Les outils de production porcine bretons sont vieillissants. Le cri d'alarme poussé par les responsables de la filière n'est pas récent. Lors des dernières assemblées générales du CRP et de l'Arip en juillet à Ploufragan, Georges Douguet chargé d'études au CER 22 illustrait cet état de fait par quelques chiffres. "412 euros d'investissements par truie et par an dans les années 1990/1995 et seulement 178 euros en 2005". Soulignant que les investissements récents avaient surtout concerné l'environnement et dans une moindre mesure le bien-être.
Cette situation inquiète d'autant plus les responsables qu'ils voient dans la performance des outils l'une des clés essentielles de la compétitivité de la filière bretonne et française. Alors que la finalisation d'un plan bâtiment tarde. "Des annonces sont faites."
Un projet global de rationalisation
Marcel Corman, le président de l'UGPVB et de l'Arip, revient sur le sujet avec insistance. "Economiquement et même socialement, c'est prioritaire pour la Bretagne. Un parc de bâtiments rénové et donc au top doit nous permettre une meilleure maîtrise des coûts de revient, un bon niveau sanitaire, des outils de travail répondant à l'ensemble des normes environnementales. Il donne par ailleurs de meilleures conditions de travail à tous ceux qui y travaillent et véhicule de ce fait une image positive des métiers. Ils deviennent de ce fait plus attrayants pour les jeunes, les salariés. Sans oublier la transmission qui ne sera possible que pour les outils performants".

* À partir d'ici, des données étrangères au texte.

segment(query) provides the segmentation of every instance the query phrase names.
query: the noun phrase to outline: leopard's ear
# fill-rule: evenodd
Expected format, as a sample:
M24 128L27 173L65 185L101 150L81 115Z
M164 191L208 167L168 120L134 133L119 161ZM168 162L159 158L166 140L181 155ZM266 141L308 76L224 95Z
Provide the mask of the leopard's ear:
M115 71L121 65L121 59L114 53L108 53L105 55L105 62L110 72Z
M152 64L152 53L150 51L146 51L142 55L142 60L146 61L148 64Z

Cette rénovation va s'imposer de fait avec l'entrée en vigueur dès 2013 des normes "Bien-être" . "90 % des places de truies gestantes doivent faire l'objet de modifications pour répondre à ces normes", note le président. Souhaitant que, pour les éleveurs, les conditions soient réunies afin que cette mise aux normes ne soit pas vécue comme une contrainte mais entre bien dans un projet global de rationalisation des outils.
Nécessaire coup de pouce
Le nouveau contexte résultant de la hausse de toutes les énergies ne peut d'ailleurs que donner du crédit à cette nécessaire rénovation. "Il est évident que la compétition sera encore rude dans les toutes prochaines années, poursuit Marcel Corman. Le parc bâtiment devra donc être adapté pour répondre à l'ensemble des défis". Considérant que la recherche doit aussi s'accélérer dans ce domaine pour apporter des solutions aux éleveurs. Et ceci à tous les niveaux : qualité et performance des bâtiments, économies d'énergies, valorisation des déjections … Il le compare à un parc automobile qui avec un carburant de plus en plus cher doit sans cesse offrir de meilleures performances pour demeurer compétitif.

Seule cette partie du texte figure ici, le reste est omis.